February 3, 2015 by stepneycityfarm
Just over a year ago Stepney City Farm invited me to set up my blacksmiths workshop in one of the 3 Rural Arts Centre workshops, this was an inviting proposition to me as I had just been asked to leave my workshop in Hackney due to re-generation (for the third time).
My first impression was the setting, in the shadow of the beautiful St Dunstan’s Church (one on the patron saints of blacksmithing) and Stepney Green. Hard to imagine the farm is only a couple of miles from the city. The staff and management at the farm were welcoming and friendly.
The workshop proved suitable and I moved in and started work on 1st Jan 2014. It seemed appropriate to be starting work on 1st. Jan the business and the farm were heading into a new year. One of the first things to do once the workshop became functional was to decide the direction I wanted for the workshop in the future.

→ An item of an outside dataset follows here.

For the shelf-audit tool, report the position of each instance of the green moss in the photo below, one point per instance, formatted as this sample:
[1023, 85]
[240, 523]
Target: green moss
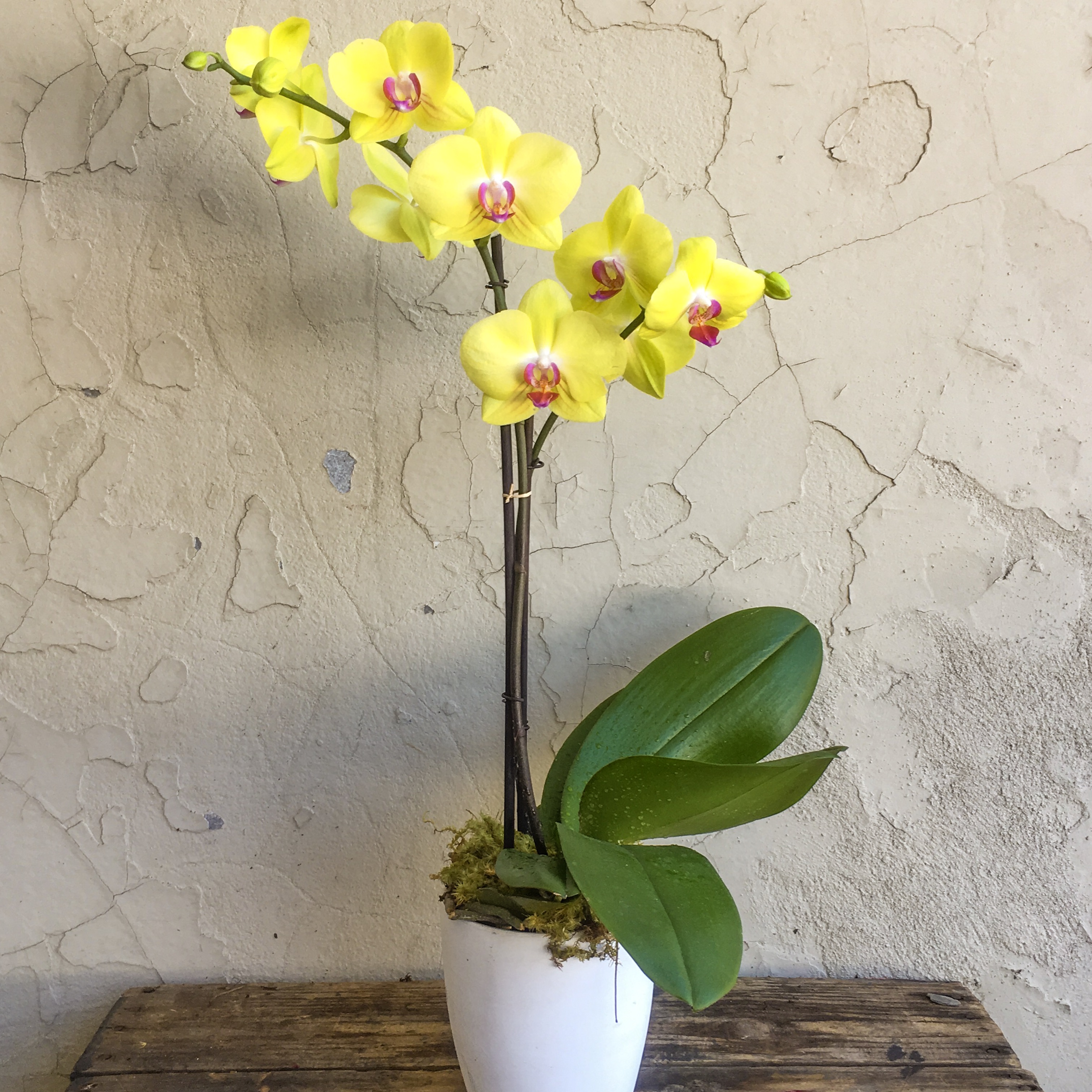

So it was decided we would have a kind of constitution.
– To promote traditional values and techniques in blacksmithing wherever possible.
– To actively pass on the trade through free courses, paid courses, trainee schemes.
– To move the blacksmithing trade towards becoming a viable 21st century business. Including small business management.
Well one year on how have we done?
We have had a good year in all three areas, we have had the opportunity to do a good selection of high quality traditional and modern artistic ironwork.
Richard Pace has become an associate of the workshop and is doing really well with the courses. www.blacksmithingcourses.co.uk
We have two volunteer trainees one of which is starting his own workshop.
During our courses we pass on hints and tips to running a workshop in the 21st. century.
While we have been doing all this, vegetables have grown, lambs and goats have been born and the farm and the blacksmith have survived another year.